| These helpful, well-written slides help explain where the "gradient" comes into "Gradient Boosting": http://www.ccs.neu.edu/home/vip/teach/MLcourse/4_boosting/sl... The gist of it is: when you add a new decision tree that fits to the residual error, this new tree is fitting to the negative gradient of the loss function (ie training error). Thus, adding the new decision tree to your existing ensemble takes a gradient-descent step that seeks to minimize the loss function (ie training error). Boosting comes in because the model is combining several weak learners/models (individual trees) into a strong learner (ensemble of trees).
Each individual tree breaks up the input space into piecewise-constant regions that best approximate the target function. This representation will incur some error - thus, a new tree is fit to minimize the error over the entire input space, ie by breaking up the input space into piecewise-constant regions, etc.

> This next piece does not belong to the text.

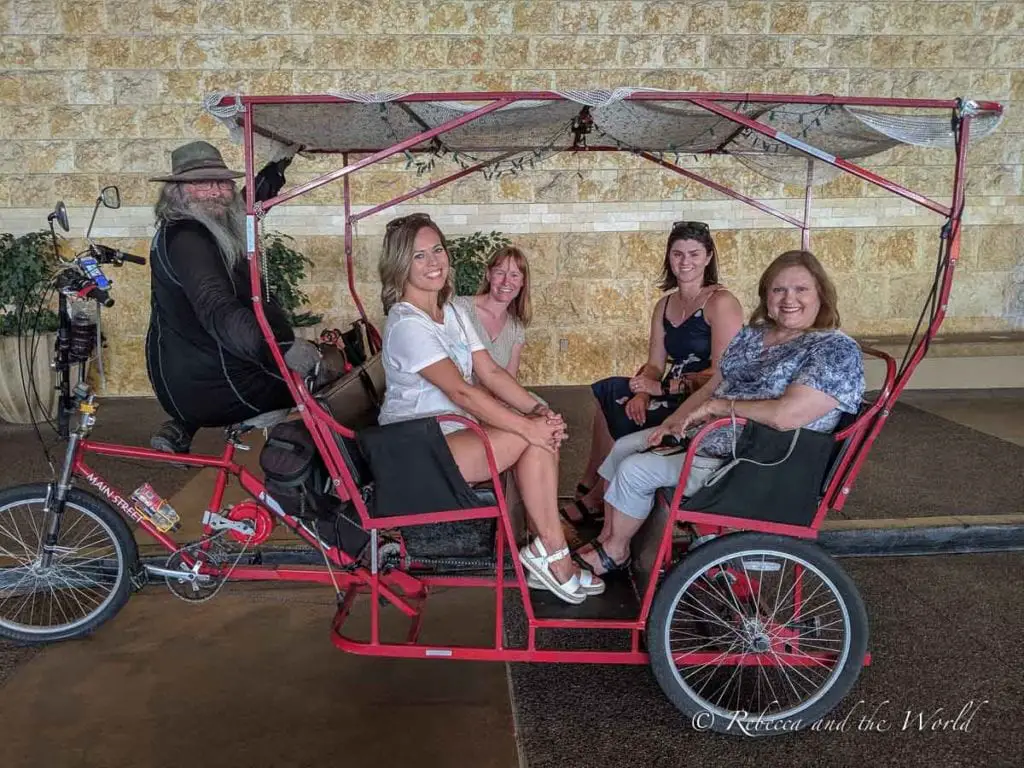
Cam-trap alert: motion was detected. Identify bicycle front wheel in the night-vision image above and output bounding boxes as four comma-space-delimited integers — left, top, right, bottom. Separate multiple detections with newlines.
0, 483, 138, 644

So, it's boosting not in the traditional Adaboost sense: where the final model is a linear combination of "dumb" classifiers. Instead, I'd liken it more to a cascade method: each tree T_{n} seeks to fix the errors from the previous tree T_{n-1}:
https://en.wikipedia.org/wiki/Cascading_classifiers There's actually a cool facial landmark detector that uses this same cascading idea to train an extremely fast (and quite accurate) system. In essence, they use a cascade of random forests (in a gradient-boosting framework) to detect landmarks. The dlib library has a great implementation, along with a pretrained model. I've used it in my research, and while not perfect, have been satisfied with its results:
http://blog.dlib.net/2014/08/real-time-face-pose-estimation.... http://www.cv-foundation.org/openaccess/content_cvpr_2014/pa... |